De inzet vanuit het gezin daalde in 2017 met 2,3% tot 84.600 aje, en van buiten het gezin bleef die met 66.200 aje vrijwel gelijk. Dit is een voortzetting van de langjarige trend, waarbij het aandeel van de gezinsarbeid daalt (tussen 2000 en 2017 van 66% naar 56%, zie tabel), en die van arbeid van buiten het gezin toeneemt. Dat geldt overigens alleen voor het volume van de niet-regelmatige arbeid, waarvan het aandeel op het totaal arbeidsvolume is toegenomen van 7% in 2000 tot 20% in 2017. Het aandeel van het arbeidsvolume van personeel met een vast contract is al die tijd vrij stabiel gebleven rond een kwart.

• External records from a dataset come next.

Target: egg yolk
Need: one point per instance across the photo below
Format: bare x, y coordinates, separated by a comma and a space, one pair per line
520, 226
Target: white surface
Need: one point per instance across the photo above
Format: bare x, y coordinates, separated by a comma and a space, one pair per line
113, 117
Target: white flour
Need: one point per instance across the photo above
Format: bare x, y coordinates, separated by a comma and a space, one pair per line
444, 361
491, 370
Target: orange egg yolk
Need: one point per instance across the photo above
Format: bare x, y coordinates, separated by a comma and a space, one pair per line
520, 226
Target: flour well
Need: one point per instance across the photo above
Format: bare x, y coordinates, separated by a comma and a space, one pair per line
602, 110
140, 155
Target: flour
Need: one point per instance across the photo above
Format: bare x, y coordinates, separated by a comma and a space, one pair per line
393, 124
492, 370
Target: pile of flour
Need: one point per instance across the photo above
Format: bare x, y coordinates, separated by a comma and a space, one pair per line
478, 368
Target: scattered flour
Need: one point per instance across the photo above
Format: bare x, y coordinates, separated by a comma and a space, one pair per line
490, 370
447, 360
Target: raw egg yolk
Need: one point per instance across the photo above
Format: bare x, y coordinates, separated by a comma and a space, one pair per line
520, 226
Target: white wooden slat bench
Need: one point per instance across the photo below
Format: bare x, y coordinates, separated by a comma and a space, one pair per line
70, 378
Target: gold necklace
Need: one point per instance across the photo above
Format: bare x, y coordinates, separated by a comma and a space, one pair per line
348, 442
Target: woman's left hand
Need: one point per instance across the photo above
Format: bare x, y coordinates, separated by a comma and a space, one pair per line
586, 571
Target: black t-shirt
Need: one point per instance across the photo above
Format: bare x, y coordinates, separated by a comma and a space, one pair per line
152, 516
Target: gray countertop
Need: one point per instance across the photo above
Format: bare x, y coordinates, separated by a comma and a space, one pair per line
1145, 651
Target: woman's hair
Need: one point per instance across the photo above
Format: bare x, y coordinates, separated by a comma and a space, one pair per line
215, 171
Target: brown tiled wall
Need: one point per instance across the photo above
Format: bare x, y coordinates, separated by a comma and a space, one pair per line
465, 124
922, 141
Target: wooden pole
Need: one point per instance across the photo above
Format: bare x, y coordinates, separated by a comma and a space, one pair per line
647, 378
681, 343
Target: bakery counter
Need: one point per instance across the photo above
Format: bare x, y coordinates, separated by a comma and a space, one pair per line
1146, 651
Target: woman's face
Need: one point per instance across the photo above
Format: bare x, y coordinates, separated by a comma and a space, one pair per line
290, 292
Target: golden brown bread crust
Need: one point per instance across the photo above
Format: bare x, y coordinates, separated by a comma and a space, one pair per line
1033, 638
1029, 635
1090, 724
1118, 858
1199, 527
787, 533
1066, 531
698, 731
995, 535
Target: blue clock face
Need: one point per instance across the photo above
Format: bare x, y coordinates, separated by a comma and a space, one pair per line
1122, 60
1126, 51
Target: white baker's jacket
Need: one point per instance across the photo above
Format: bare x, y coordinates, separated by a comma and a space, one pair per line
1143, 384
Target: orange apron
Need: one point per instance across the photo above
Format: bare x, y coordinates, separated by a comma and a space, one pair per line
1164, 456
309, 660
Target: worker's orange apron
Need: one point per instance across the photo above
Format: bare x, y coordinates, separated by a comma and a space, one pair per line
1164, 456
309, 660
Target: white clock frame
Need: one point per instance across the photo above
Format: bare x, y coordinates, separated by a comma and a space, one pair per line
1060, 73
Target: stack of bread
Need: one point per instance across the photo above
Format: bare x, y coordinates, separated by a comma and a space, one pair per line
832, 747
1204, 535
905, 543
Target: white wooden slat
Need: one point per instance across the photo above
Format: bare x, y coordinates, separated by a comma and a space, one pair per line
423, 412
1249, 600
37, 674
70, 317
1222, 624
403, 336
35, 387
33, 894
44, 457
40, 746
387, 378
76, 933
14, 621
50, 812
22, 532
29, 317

Arbeidsbezetting neemt heel geleidelijk toe
De benodigde arbeid per bedrijf neemt enerzijds toe door de groei van de bedrijfsomvang en daalt anderzijds door toename van de arbeidsproductiviteit. Het eerste effect is iets groter waardoor over een langere periode bezien de gemiddelde arbeidsbezetting per bedrijf heel licht is gestegen, van 2,18 aje in 2000 tot 2,45 aje per bedrijf in 2015 (figuur), een gemiddelde jaarlijkse groei van 0,8%. De sprong van de arbeidsbezetting naar 2,75 aje per bedrijf in 2016 en 2017 heeft alles te maken met het wegvallen van een groot aantal zeer kleine bedrijven met weinig arbeidskrachten. Tussen de sectoren loopt de arbeidsbezetting in 2017 uiteen van 1,4 à 1,5 aje per bedrijf op de akkerbouw- en overige graasdierbedrijven, 2,2 aje op de melkveebedrijven, tot 13,2 aje per bedrijf op de glastuinbouwbedrijven. In de laatste sector is de arbeidsbezetting vanaf 2000 meer dan verdubbeld.